As the best practice suggests, split your dataset not in two parts (training and testing) but in three (training, validation, and testing). Use the validation data to measure the accuracy (and/or other metrics) of the model iteratively while adjusting model’s and training parameters, experimenting with different neural net architectures, feature sets, etc. Finally, test the model on the testing data to actually verify its performance. Most likely it’ll be slightly worse on a testing set than on a validation set. The same way as it worse on a validation set comparing to a training set. If you’re using only training/testing data split you risk to overfit the model on the testing data because what you’re essentially doing is trying to maximise its performance on it. Validation set sometimes also called development set. So do as the names suggest: train and develop on training and development data, test the final model on testing data.

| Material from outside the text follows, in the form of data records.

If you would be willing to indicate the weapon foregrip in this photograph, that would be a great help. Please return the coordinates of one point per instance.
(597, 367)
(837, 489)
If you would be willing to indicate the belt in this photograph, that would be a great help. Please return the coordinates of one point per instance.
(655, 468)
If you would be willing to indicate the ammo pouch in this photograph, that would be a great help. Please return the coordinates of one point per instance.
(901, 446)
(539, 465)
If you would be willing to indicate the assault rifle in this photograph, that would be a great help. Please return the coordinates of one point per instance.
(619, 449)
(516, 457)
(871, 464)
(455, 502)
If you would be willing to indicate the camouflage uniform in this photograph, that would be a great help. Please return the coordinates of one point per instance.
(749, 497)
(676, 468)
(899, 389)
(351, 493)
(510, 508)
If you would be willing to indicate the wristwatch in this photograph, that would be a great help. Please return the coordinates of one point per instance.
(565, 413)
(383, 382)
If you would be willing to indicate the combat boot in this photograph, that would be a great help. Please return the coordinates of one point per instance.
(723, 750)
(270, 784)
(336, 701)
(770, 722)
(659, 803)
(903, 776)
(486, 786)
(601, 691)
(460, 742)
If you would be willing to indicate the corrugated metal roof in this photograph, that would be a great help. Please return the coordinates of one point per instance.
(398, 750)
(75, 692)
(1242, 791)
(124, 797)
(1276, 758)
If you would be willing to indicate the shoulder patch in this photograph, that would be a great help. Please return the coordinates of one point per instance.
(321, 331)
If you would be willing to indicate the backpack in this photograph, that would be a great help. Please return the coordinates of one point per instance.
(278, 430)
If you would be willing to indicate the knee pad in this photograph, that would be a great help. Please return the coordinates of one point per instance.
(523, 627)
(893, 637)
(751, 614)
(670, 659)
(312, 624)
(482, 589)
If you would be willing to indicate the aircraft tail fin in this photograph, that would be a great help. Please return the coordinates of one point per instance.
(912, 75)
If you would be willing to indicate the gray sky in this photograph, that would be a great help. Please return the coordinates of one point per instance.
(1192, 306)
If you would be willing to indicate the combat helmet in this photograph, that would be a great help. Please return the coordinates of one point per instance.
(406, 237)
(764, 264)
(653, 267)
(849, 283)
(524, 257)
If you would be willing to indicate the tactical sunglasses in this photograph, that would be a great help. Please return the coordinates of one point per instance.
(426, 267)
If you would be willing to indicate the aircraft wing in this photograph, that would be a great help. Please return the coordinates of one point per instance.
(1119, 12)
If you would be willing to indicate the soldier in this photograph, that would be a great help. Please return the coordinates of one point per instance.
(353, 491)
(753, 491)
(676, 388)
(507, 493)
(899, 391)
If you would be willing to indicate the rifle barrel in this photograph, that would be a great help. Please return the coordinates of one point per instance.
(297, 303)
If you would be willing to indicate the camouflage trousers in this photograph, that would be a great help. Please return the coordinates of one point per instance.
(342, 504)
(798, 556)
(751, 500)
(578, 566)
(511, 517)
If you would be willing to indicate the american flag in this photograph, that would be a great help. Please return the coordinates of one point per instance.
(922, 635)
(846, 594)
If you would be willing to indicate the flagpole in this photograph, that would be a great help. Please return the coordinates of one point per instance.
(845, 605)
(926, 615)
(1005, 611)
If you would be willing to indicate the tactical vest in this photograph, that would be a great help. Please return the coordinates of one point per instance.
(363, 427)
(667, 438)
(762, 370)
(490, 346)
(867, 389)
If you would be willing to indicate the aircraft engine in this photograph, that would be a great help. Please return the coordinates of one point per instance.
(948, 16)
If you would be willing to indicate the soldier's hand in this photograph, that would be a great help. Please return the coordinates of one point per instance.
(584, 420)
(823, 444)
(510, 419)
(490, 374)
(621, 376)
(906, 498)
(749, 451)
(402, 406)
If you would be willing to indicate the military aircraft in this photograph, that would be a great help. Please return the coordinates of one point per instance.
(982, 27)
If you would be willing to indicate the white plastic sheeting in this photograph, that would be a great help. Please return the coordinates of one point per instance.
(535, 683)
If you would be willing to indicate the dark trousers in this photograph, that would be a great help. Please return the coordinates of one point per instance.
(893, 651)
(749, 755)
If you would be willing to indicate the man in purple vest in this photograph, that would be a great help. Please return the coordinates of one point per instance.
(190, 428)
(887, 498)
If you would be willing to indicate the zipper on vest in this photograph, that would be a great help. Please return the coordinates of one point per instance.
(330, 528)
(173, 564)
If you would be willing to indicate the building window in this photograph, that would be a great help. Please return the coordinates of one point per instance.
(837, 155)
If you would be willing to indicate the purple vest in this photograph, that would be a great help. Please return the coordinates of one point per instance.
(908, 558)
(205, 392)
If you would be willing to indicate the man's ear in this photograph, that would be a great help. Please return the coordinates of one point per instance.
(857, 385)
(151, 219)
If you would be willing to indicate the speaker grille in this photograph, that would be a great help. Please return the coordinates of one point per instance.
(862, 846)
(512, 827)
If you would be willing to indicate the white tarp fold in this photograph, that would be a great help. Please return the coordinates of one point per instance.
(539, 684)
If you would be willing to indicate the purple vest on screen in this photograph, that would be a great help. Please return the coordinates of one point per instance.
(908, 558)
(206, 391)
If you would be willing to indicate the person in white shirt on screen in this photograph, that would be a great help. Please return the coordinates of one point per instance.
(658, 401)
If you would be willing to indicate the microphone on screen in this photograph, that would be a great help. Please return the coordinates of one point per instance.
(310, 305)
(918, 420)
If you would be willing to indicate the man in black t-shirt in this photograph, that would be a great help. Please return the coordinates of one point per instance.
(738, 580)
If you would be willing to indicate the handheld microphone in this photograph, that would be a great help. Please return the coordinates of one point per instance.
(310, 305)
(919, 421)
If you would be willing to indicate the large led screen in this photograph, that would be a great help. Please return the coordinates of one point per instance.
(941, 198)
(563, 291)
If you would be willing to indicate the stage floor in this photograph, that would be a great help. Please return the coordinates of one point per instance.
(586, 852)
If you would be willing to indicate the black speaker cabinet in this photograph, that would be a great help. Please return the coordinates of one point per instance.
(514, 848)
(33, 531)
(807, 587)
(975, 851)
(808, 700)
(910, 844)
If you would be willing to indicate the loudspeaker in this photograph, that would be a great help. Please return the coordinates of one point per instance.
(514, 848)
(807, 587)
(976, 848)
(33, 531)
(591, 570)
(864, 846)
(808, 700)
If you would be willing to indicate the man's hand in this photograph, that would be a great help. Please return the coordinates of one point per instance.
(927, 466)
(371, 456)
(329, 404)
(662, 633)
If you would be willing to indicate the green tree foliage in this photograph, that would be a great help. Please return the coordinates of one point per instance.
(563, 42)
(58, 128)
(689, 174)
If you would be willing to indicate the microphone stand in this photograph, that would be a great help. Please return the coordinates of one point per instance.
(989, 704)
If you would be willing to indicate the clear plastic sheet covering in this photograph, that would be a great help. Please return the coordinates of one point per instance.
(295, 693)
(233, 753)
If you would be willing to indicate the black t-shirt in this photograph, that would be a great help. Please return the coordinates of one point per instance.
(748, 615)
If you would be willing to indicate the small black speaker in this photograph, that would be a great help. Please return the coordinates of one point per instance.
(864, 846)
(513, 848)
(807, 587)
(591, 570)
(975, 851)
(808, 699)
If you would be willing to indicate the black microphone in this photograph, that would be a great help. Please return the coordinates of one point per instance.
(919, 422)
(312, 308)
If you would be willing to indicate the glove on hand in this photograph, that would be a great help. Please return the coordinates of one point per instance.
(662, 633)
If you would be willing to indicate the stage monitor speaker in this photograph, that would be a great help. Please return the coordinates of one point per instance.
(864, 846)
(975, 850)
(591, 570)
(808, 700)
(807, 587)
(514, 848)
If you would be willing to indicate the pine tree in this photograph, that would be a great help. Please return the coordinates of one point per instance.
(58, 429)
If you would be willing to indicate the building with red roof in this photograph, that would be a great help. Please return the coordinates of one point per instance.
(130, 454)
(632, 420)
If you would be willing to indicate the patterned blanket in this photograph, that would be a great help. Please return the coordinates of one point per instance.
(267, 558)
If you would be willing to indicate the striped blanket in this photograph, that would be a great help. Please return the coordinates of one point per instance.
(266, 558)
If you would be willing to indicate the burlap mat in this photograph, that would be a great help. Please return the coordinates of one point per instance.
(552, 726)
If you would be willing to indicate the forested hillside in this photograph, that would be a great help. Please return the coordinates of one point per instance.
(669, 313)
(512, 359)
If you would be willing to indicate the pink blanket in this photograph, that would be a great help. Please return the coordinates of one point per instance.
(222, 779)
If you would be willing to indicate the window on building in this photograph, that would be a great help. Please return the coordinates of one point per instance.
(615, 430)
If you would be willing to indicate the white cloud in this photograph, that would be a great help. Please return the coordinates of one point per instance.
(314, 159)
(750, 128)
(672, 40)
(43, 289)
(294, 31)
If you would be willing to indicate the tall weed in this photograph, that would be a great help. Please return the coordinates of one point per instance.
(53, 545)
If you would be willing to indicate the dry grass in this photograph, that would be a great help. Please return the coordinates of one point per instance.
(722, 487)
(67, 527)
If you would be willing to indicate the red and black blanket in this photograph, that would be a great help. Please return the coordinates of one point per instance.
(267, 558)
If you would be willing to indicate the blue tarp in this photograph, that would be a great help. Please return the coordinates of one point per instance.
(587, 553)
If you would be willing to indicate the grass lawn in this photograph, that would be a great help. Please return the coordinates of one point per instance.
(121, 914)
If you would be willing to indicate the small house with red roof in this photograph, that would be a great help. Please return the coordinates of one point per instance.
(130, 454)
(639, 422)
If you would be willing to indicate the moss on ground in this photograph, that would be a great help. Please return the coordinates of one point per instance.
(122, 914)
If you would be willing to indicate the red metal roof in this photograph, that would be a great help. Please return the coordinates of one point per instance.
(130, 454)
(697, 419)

There are lots of neat techniques that might help you along your way to the perfect model for the problem you’re trying to solve: Anomaly Detection, Principal Component Analysis, Dimensionality Reduction, data visualisations, and good old statistics.
Research, feature engineering, and training process adjustment can sometimes be more art/magic than exact science. So sometimes it is surprisingly helpful to simply play with the data without any clear purpose: visualising a distribution of a certain feature, calculating means, medians, and correlations might not directly answer your questions but at least give you more insights on the structure of your datasets and more ideas of what approaches worth trying.